- The Washington Times - Monday, April 6, 2015


The “common wisdom” among politicos these days is that when the smoke clears, next year’s presidential election will pit former Florida Gov. Jeb Bush against former first lady Hillary Rodham Clinton. They’re both far better known, better financed with a wider network of activist supporters and more national experience than the rest of the wannabes.

This is all true and makes some of their supporters wonder why the rest are even bothering. Where do people like Rand Paul, Martin O’Malley and Joe Biden get off challenging the inevitable? Some, if not all, of the alternative candidates see a realistic chance of proving the common wisdom wrong. Where their supporters focus on the strengths of their candidate, Jeb and Hillary’s critics see opportunities.

Jeb and Hillary share similar strengths and weaknesses: Each unofficially entered the race able to raise far more money than any of their potential intra-party challengers, were welcomed by their party’s establishment and were lionized by an adulatory media. Both expected to wrap things up early — Jeb’s friends talked about vacuuming up so much cash in a “shock and awe” blitz that would leave potential competitors gasping for breath, Democrats proclaiming themselves “Ready for Hillary” were looking forward to a coronation rather than a nomination fight.

At the same time, both are toting significant baggage. They had been around for decades while many grass-roots Republican and Democratic voters long for new faces and new ideas. The very notion of yet another Bush-Clinton election impressed many as “so yesterday” that grumbling could be heard from right- and left-wing activists even as the two prepared to announce that neither is “owed” the partisan support they seem to take for granted.
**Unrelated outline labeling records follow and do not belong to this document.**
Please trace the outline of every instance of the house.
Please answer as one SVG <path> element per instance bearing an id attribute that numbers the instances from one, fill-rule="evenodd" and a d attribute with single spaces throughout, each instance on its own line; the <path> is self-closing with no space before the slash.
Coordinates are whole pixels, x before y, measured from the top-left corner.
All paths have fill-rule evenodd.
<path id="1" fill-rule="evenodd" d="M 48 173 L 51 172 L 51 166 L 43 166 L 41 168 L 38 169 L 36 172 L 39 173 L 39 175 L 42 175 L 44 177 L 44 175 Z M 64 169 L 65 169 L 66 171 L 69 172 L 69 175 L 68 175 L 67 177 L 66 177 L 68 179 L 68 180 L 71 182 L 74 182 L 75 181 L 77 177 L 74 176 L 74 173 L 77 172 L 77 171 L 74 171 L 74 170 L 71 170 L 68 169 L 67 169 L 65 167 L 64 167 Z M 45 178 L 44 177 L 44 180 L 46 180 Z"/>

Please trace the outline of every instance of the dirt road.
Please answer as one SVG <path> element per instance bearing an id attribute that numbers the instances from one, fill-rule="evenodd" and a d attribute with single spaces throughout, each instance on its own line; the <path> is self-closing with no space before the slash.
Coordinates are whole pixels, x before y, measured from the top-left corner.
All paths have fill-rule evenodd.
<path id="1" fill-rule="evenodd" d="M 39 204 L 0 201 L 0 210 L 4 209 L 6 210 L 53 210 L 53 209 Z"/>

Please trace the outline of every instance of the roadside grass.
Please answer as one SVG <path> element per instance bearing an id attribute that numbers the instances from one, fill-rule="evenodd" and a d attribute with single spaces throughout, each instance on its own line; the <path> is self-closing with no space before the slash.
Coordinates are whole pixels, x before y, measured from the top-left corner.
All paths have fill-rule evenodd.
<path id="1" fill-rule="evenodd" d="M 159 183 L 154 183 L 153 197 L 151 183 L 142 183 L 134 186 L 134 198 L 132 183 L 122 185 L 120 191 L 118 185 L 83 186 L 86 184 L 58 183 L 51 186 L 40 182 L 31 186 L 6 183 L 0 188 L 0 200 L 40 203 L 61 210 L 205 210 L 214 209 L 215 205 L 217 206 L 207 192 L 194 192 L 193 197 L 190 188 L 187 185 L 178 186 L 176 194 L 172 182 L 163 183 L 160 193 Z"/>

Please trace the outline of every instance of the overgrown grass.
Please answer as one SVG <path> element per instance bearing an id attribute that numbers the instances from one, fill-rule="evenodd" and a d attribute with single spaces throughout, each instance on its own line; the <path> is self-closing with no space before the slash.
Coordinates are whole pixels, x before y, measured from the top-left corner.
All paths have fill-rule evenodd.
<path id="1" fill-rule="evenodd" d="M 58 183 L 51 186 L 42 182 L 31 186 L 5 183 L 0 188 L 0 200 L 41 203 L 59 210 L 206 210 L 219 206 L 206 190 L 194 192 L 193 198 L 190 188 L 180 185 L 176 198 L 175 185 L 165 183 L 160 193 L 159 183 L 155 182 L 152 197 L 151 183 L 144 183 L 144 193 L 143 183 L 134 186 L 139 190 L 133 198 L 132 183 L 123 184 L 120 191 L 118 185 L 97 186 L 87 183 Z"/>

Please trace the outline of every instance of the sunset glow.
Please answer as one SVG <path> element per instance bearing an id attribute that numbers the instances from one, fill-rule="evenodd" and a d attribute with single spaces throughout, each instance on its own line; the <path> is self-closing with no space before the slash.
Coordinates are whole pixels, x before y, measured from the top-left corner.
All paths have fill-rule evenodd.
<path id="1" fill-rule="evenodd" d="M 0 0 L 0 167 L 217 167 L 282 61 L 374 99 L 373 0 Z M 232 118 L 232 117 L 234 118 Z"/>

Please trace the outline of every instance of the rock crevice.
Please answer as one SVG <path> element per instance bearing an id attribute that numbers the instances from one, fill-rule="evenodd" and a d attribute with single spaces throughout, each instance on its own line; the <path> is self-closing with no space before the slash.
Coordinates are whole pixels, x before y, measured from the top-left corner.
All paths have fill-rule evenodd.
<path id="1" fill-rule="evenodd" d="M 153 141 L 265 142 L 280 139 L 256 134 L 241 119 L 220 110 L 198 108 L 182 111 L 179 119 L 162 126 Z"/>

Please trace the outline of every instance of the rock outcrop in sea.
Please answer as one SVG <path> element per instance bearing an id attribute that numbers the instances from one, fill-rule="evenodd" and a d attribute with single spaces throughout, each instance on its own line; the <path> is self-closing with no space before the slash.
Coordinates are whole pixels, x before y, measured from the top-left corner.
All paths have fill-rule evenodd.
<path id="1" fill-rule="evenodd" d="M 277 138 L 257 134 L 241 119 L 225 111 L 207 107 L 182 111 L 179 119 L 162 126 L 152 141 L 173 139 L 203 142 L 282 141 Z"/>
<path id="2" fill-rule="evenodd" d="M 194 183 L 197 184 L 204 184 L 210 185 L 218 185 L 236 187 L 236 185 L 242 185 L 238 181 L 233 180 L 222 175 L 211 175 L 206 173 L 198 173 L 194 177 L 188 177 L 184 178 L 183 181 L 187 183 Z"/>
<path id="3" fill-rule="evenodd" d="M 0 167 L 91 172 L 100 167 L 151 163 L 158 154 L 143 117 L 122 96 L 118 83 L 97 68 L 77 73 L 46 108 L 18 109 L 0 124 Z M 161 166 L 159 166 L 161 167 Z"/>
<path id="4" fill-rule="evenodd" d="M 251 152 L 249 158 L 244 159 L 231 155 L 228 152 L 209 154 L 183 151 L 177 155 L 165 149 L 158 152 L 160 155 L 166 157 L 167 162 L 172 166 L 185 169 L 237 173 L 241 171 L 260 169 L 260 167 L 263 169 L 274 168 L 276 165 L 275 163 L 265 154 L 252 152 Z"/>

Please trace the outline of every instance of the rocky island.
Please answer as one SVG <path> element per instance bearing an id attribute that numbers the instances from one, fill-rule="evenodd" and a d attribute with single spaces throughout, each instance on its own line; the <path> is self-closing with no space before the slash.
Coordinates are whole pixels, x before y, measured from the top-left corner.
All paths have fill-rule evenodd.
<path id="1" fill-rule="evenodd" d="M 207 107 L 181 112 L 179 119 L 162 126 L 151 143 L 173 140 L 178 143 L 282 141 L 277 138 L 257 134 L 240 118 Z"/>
Dynasty is not a word that appeals to Republicans or Democrats, and both Jeb and Hillary conjure up the image of dynastic families who are seen to believe in an inherent right to their party nomination and the presidency itself. It can be credibly argued that their family names and connections have helped them to where they are, but may not get them much further.

Each has already suffered subtle but noticeable snubs from their parties’ previous nominees. Mrs. Clinton may have served loyally if not particularly outstandingly as President Obama’s secretary of state, but Mr. Obama and those close to him have been less than laudatory in their references to her. It has even been reported that Obama confidant Valerie Jarrett may have been the first to leak news of Mrs. Clinton’s private email accounts to the media. When Jeb’s fundraisers pressured 2012 GOP nominee Mitt Romney’s backers as part of their “shock and awe” offensive, Mr. Romney threw a monkey wrench into the works by hinting that maybe he would run himself. In both cases, the clear enmity was quickly glossed over, but few were fooled; neither potential nominee is universally liked within their own party.

The two wannabes share yet another problem. Mrs. Clinton, who may down deep be just as “progressive” as Massachusetts Sen. Elizabeth Warren and former Maryland Gov. Martin O’Malley, has over the years reinvented herself as an establishment, slightly left-of-center Democratic moderate, an image that hurts her as the base of her party has shifted to the left. Her awkward attempts to emulate the populism of the new Democratic base sound hollow and insincere, and that can prove fatal to a presidential wannabe.

Mr. Bush faces a similar problem. After serving as a successful and quite popular conservative governor in an earlier day, he has over the last few years emphasized issues seen as suspect by the current GOP base. His response has been as ham-handed though different on the GOP side as Hillary’s among Democrats. Mr. Bush has said he intends to ignore the protestations of GOP conservatives even as he asks for their votes.

Those spouting the “common wisdom” of the moment are right often enough, but the rest of us won’t be surprised if both Mrs. Clinton and Mr. Bush fail to live up to the moment’s expectations.

David A. Keene is opinion editor of The Washington Times.